29 July 2005
Science is a doozy
I was channel surfing a couple of nights ago, and came across a show about Jay Leno’s discovery of a rare, vintage Duesenberg car (described by Leno himself here). Apparently, Duesenbergs were so opulent that the name was the origin of the term “doozy,” meaning extravagant. During the show, Leno was explaining the difference between early cars and those made now, and said, roughly, that it used to be that technology was expensive and labour was cheap. Now, technology is cheap and labour is expansive.
It occurred to me this morning that science is one of the few areas in the modern industrialized society where that isn’t true. The production of scientific “product” (data) is generated by expensive technology and cheap labour. Even standard pieces of equipment will often cost tens of thousands of dollars. Most actual research is physically carried out by graduate students, whose pay sucks. Because of that, I’ve read articles calling successful scientists modern “plantation barons.”
The most successful areas of biology right now are arguably cell and molecular biology, and I don’t think it’s any accident that those are areas where the most automation has occurred. I’ve talked before about robots that can run experiments, for instance. I wonder if other areas of biology can catch up. In my own area, neurophysiology, the task of placing electrodes and getting recordings is sufficiently delicate that automating data collection seems a long way off. Automating data analysis, however, is more feasible. And I worry about whether those areas of science that have the luck of being more automated are going to out-compete those kinds of science that aren’t able to do so.
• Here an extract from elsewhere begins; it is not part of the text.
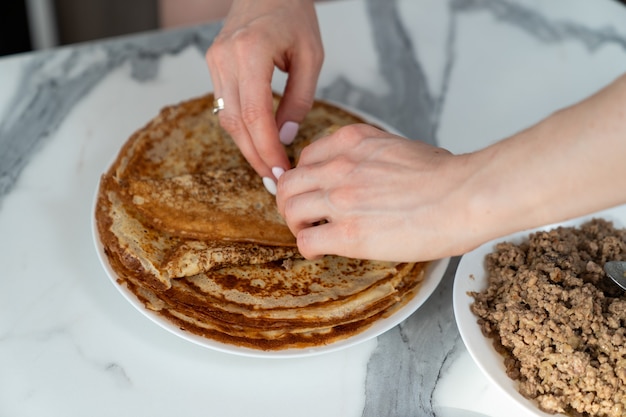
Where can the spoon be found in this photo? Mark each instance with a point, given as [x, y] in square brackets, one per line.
[616, 270]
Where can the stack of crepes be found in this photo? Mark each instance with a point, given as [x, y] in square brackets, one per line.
[188, 227]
Er. Perhaps I should say more than they're already out competing those non-automated sciences.
Of course, making that transition in the manufacturing industry (particularly the automotive industry) was not easy. I remember a lot of grief kid over massive layoffs and job becoming obsolete. Perhaps one good thing is that because the cheap labour in science is driven by short-term labour (students), rather than people who were counting on a particular industry to provide a livelihood for decades.